GE crops now grown are considered to be first-generation. Researchers at biotechnology companies and universities worldwide are in the process of developing second and third generation GE food crops, which will include grains, vegetables, and fruits, as well as pharmaceutical drugs and vaccines.
Second generation crops are derived from already established GE crops that have been developed to deliver certain traits. These are being touted by the industry as “functional foods” as opposed to the first-generation of GE crops labeled as “benefiting consumers”. (If you cannot understand the difference, join the club. Both are supposed to do as claimed, but neither does.)
- Chymosin is an enzyme GE from bacteria, yeasts, and fungi and used in cheesemaking.
- Bioreactors are animals grown to express new proteins.

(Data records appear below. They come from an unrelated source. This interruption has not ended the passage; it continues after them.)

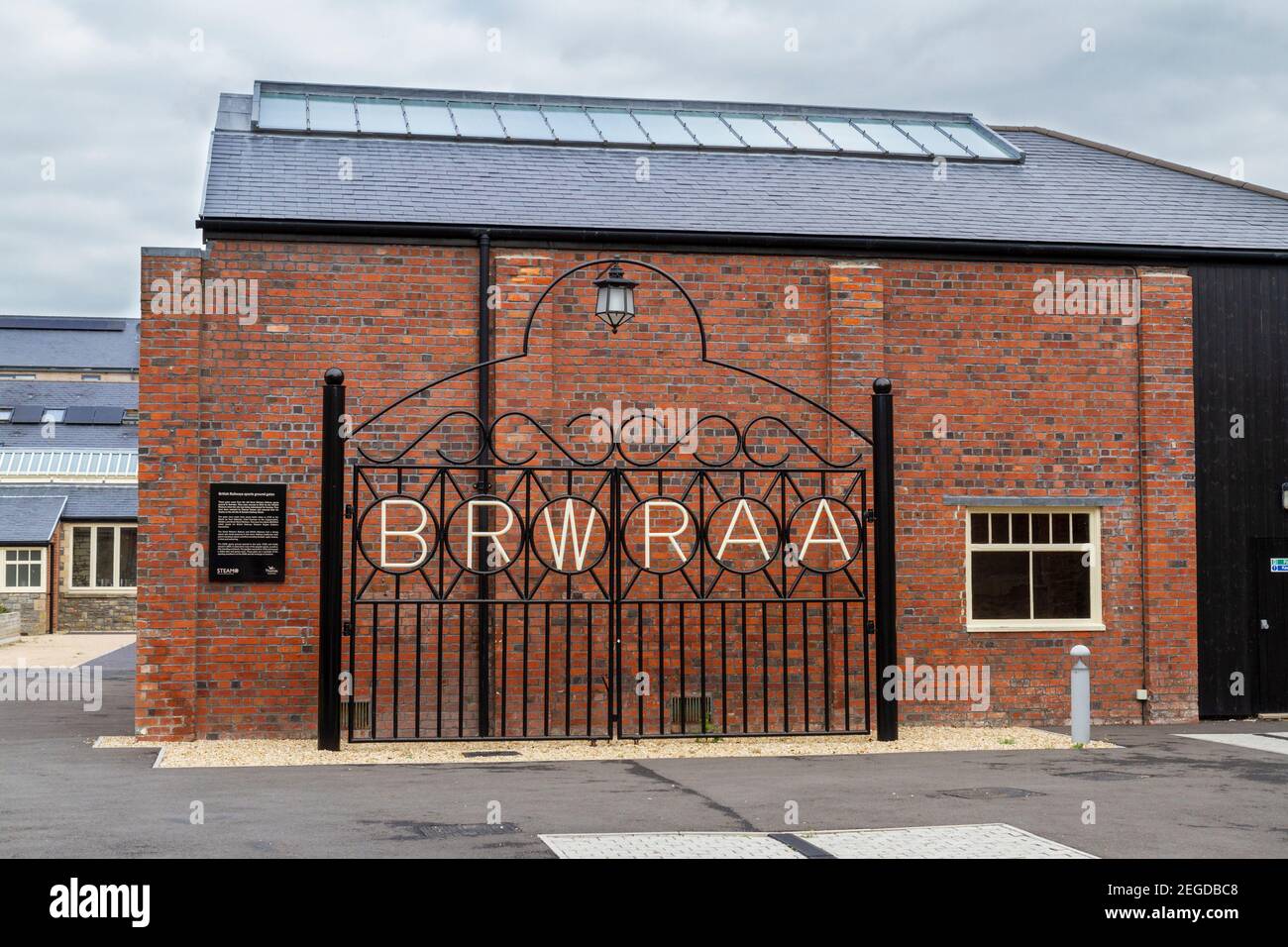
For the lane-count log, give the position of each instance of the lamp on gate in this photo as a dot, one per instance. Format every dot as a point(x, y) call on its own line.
point(616, 302)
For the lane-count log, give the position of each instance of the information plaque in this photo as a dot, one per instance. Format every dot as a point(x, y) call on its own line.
point(248, 532)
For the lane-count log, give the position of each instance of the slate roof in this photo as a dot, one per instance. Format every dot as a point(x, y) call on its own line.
point(71, 343)
point(68, 393)
point(1064, 191)
point(82, 502)
point(30, 515)
point(69, 437)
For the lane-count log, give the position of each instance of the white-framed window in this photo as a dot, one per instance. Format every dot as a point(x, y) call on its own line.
point(1033, 570)
point(22, 569)
point(101, 556)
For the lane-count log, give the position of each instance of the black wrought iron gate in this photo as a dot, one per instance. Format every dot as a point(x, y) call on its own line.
point(485, 599)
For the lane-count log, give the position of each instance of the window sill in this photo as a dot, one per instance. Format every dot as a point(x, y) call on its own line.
point(1037, 628)
point(99, 592)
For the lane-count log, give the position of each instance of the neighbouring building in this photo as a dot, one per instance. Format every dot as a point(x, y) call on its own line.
point(68, 468)
point(1070, 330)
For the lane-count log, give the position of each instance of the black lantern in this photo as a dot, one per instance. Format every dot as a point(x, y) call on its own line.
point(616, 303)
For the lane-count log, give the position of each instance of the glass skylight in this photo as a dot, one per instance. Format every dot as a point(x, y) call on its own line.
point(68, 463)
point(648, 125)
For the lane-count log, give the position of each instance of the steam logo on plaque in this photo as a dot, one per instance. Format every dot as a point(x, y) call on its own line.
point(248, 532)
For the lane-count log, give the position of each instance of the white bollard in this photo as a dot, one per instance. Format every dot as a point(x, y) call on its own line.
point(1080, 696)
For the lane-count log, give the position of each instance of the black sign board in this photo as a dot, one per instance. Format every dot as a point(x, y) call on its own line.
point(248, 532)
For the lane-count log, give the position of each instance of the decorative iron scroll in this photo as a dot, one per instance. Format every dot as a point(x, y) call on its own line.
point(732, 581)
point(485, 432)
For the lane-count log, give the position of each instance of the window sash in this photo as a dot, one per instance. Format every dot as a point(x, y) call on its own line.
point(1093, 545)
point(18, 566)
point(88, 539)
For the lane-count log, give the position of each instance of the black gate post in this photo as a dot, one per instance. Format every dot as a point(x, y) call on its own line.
point(331, 562)
point(883, 500)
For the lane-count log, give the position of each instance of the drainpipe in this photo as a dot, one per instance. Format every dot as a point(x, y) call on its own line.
point(50, 578)
point(484, 482)
point(1140, 496)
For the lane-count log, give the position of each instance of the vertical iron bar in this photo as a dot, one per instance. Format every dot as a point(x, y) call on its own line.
point(375, 668)
point(331, 573)
point(764, 664)
point(883, 492)
point(661, 668)
point(438, 674)
point(845, 656)
point(805, 659)
point(417, 668)
point(484, 484)
point(614, 618)
point(505, 669)
point(724, 672)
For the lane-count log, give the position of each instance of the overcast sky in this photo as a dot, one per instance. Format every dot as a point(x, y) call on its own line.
point(121, 95)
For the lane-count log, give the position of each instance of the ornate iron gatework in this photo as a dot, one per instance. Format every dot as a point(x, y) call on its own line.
point(572, 594)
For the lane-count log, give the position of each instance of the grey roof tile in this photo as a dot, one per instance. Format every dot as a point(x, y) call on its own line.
point(67, 393)
point(71, 343)
point(1064, 191)
point(82, 501)
point(30, 514)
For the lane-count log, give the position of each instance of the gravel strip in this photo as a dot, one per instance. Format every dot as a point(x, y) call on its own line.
point(304, 753)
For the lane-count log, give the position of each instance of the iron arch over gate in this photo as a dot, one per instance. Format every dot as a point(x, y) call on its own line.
point(612, 595)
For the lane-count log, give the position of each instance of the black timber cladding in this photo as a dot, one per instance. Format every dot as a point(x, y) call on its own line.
point(1240, 347)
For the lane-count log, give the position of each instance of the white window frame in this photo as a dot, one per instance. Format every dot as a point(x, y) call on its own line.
point(44, 569)
point(990, 625)
point(94, 589)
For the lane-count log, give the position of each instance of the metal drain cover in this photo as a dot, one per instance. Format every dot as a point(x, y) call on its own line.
point(990, 792)
point(462, 830)
point(991, 840)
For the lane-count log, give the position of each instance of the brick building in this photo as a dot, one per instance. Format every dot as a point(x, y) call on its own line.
point(68, 462)
point(1030, 296)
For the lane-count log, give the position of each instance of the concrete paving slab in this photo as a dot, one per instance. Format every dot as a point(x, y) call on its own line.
point(60, 651)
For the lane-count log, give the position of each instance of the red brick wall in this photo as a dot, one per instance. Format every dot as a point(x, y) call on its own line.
point(1033, 406)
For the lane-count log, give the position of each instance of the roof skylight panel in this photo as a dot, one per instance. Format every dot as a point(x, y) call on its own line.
point(331, 114)
point(565, 123)
point(381, 115)
point(524, 121)
point(800, 133)
point(709, 129)
point(617, 125)
point(429, 118)
point(970, 137)
point(848, 137)
point(282, 111)
point(664, 128)
point(932, 140)
point(755, 131)
point(476, 120)
point(571, 124)
point(890, 138)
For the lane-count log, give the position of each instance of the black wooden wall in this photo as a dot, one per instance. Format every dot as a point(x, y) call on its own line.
point(1240, 348)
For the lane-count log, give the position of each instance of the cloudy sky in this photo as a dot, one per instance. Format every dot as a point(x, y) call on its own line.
point(115, 101)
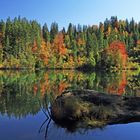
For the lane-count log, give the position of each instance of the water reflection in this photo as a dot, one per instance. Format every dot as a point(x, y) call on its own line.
point(23, 93)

- Electroporation uses small surges of electricity to create small holes in cell membranes so that foreign DNA can pass through.
- Embryo Rescue is a process of crossing two plant varieties that ordinarily will not breed.

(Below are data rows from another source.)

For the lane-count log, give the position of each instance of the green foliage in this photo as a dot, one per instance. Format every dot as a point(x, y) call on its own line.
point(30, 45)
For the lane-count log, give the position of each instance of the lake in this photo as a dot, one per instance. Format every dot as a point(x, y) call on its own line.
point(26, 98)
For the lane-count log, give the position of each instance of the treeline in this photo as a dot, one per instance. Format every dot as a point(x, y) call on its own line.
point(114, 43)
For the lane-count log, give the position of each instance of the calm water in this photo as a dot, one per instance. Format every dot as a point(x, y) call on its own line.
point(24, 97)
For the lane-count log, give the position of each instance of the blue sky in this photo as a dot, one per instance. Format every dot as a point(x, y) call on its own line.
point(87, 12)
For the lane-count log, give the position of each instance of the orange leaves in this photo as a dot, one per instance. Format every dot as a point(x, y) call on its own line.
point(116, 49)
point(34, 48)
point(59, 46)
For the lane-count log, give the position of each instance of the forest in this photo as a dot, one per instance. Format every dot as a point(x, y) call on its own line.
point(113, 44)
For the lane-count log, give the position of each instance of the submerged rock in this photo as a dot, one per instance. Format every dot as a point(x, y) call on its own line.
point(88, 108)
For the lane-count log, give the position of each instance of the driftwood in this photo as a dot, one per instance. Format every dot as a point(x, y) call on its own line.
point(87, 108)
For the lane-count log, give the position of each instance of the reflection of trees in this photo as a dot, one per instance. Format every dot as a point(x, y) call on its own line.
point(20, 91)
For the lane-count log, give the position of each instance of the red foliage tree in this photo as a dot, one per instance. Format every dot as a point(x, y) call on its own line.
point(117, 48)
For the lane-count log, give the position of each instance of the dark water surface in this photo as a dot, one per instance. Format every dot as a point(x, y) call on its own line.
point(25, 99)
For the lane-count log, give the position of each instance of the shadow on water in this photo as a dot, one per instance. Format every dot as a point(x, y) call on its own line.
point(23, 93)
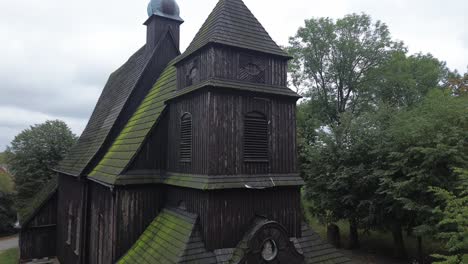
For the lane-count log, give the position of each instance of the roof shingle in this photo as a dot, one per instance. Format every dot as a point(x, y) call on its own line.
point(232, 23)
point(116, 93)
point(136, 130)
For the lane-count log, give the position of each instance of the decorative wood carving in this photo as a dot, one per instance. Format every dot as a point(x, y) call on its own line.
point(192, 74)
point(268, 242)
point(251, 68)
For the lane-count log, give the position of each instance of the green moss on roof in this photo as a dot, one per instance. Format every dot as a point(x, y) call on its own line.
point(232, 23)
point(36, 203)
point(137, 129)
point(164, 241)
point(116, 92)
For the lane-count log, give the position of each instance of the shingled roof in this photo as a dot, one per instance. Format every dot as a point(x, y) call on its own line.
point(171, 238)
point(136, 130)
point(116, 93)
point(232, 23)
point(37, 201)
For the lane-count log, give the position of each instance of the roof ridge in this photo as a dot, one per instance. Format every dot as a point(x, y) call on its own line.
point(232, 15)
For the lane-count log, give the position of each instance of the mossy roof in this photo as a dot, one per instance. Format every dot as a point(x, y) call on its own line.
point(116, 93)
point(171, 238)
point(232, 23)
point(38, 201)
point(174, 237)
point(316, 250)
point(131, 138)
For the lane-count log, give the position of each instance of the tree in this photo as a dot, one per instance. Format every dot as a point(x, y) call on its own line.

- Ethylene Gas is a chemical sprayed on tomatoes and other fruits and vegetable that are picked while yet green, but the gas makes the food look ripe.
- GE (genetic engineering) is used interchangeably with GMOs (gentically modified organisms) and rDNA (recombinant DNA technology).
- Gene Gun is a device used to shoot microscopic pellets coated with DNA into cells.
- Host Organism is the creature that receives the altered gene.
- Kanamycin is an antibiotic that has been used in gene transfer as a marker gene.
- Laurate is a key raw material used in the manufacture of processed food, and GE is used to create new sources to be used in foods, soaps, and costmetics.
- Pharming is the new term used in GE technology to describe the raising of transgenic livestock that will produce pharmaceutical products.
- Rapeseed (Canola) is a plant in the mustard family. Much of the canola crops in North America are GE and used to make cooking oil.
- Recombinant DNA Technology (rDNA) involves techniques used to manipulate DNA segments in the laboratory to form novel organisms. This process is popularly called GE (genetic engineering) or GM (genetic modification).
- Restriction Enzyme is an enzyme that cuts DNA at specific locations.
- Somaclonal Variation is the process of looking for natural mutations in single plant cells and then growing those cells into new plants.
- Splice is the term used to insert a foreign gene into another organism’s DNA.
- Sustainable Agriculture involves practices intended to keep the land and environment productive for future generations.
- Terminator Technology is the most controversial technique in genetic engineering to date. In terminator seeds, there are three basic genes that have on and off switches – designed to prevent farmers from saving seeds from year to year. The last engineered gene does its job very late in the development of the seed when the inducer gene turns on a control switch so that a toxin is produced. Technically, the strategy behind the patent is to kill only the embryos while leaving such other important seed components as oils and proteins intact. The technology can be applied in several ways, but generally three steps are involved: terminator genes are added to a crop by scientists; seed companies start the terminator process before the seeds are sold by adding an inducer; and farmers grow plants that produce sterile seeds. This technology is especially worrisome to farmers of all countries since it provides complete control by companies as to what, if anything, farmers are allowed to grow. Not only will they create total dependency on GE companies; but the plants can spread sterility to local crops and wild plants, as well as posing a huge threat to food security and farmers’ rights.
- Totipotent is an undifferentiated cell capable of developing into a new organism.
- Transgenic is an organism that contains DNA from another species and is the foundation of genetic engineering.